The day as it was...

I probably should not be posting.

Should be heading to my room to rest. Sleep. Relax. Has been a long day, cooped up in the house for a meeting that would not end. And, outside was beautiful weather. Now that I am out, I am taking the chance to be on the net, which, of course I was missing...... these addictions of ours!

But, there are somethings to take care of. For example, David Kato's confessed murderer was arraigned before court. And, quite amusing to me, Ugandans are on the main not happy about the complaints that gay Ugandans have about them. Like here.
I watched in horror when a programme was aired on BBC3 naming Uganda as the worst place on earth to be gay.
I realised then how African countries are being publicised for all the wrong reasons. It amazed me how the gay community in Uganda is blaming everybody for their misfortunes while alleging that some of them live in the Bwaise slum because it is the safest place for them as a result of homophobia!
It is not right to say that most people living in the slums are gay. The programme also portrayed gays as being economically marginalised. I believe they are just down right lazy; they should get off their backs and go look for work like other Ugandans. Why should they be special?
Nope. We are not special. And, when a respected member of parliament dares to introduce a genocidal bill in the parliament of the republic seeking to kill me or have me put in prison for life, I kind of see little funny in your cries of injured pride. Maybe you will feel worse when you are the one under threat?

Others complain that too much attention is given to us, rather than the other problems of the country. Check this one out. The writer is Ethiopian anyway.

Questionable interest has been shown by the western media which many regard taking the story overboard and accusing the Ugandan society of hate crime. Some speculate their interest does not end at a human right activism only, but rather seen as an opportunity to ‘impose’ the western way of life.
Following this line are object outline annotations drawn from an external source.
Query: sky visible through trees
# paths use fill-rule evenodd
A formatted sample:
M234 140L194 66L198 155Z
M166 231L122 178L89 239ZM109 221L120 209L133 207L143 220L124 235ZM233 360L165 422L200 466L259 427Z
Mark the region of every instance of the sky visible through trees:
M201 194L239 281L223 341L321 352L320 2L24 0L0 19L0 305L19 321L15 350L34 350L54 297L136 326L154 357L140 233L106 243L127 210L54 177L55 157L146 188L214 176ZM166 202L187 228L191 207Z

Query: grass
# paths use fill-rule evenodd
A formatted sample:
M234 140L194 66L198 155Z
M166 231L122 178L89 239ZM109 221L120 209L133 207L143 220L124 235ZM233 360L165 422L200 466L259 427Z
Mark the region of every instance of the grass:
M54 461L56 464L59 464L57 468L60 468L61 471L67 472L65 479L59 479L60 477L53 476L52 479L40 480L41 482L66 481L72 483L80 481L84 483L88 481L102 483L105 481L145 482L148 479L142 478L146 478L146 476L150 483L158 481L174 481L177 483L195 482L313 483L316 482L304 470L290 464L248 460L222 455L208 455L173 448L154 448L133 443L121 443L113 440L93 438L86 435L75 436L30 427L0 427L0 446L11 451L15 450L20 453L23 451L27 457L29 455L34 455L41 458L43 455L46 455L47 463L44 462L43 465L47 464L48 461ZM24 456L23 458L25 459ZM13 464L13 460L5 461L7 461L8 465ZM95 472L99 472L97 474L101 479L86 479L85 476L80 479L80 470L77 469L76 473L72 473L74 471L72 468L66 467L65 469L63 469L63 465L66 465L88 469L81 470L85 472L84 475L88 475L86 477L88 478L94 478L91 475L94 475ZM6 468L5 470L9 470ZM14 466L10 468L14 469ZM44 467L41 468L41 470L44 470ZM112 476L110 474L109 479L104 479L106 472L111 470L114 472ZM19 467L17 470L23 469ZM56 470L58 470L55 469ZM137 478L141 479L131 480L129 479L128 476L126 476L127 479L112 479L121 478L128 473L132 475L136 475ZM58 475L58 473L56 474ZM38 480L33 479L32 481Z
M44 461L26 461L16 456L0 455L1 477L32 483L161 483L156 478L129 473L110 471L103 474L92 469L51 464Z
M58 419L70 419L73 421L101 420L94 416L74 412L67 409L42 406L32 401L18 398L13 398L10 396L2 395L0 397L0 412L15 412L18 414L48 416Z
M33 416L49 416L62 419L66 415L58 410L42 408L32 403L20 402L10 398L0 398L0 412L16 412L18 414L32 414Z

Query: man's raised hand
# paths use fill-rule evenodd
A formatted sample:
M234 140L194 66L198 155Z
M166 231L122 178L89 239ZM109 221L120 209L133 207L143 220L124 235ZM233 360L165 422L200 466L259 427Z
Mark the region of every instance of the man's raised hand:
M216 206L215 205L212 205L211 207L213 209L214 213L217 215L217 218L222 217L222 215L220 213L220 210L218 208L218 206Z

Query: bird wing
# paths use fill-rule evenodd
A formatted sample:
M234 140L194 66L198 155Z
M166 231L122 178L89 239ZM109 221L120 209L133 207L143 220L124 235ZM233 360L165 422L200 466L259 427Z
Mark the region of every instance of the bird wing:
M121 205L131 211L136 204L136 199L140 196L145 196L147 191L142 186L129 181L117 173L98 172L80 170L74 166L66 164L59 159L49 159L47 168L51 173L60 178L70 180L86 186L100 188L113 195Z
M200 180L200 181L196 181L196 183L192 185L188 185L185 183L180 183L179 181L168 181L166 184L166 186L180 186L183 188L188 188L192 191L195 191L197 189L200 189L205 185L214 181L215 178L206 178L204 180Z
Another theory for the west to have a special interest on the story is that it is considered as an instigator of conflict in the country and the region as a whole.  Hence, it was just easier to blame the whole thing on a hate crime. The western media rather report that an Ugandan gay activist was brutally killed but will not comment on a leader who have stayed in power for more than 20 years and supported by Western Governments. 
LOL, as kuchus, we can never win. Even when we apparently do.

But, at least there is better news from Mozambique. 
An LGBT association in Mozambique has welcomed clarification of the law by the country’s justice minister at the UN, but has expressed concern that the constitution and penal code are still ambiguous on gay rights.
The Republic of Mozambique has strong equality credentials compared with some African neighbours, but campaigners are pursuing absolute clarification of its stance on homosexuality.
LAMBDA, an organisation which is not currently recognised by the state, welcomed a statement by Benvinda Levi at the UN in which she said that homosexuality was not illegal in Mozambique.
But they expressed concern over Article 71 of the Penal Code, which orders “security measures” against those who habitually commit “vices against nature”.
“Security measures”, defined in the Code, include hard labour, internment in an asylum, and debarment from professional activities.
The term “vices against nature”, which was a 1954 inclusion, is not defined, and the campaign group is concerned that without explicit protection of homosexuality, a court could rely on this clause. 
 Now. For my room... or bed. To ceasar what is ceasars.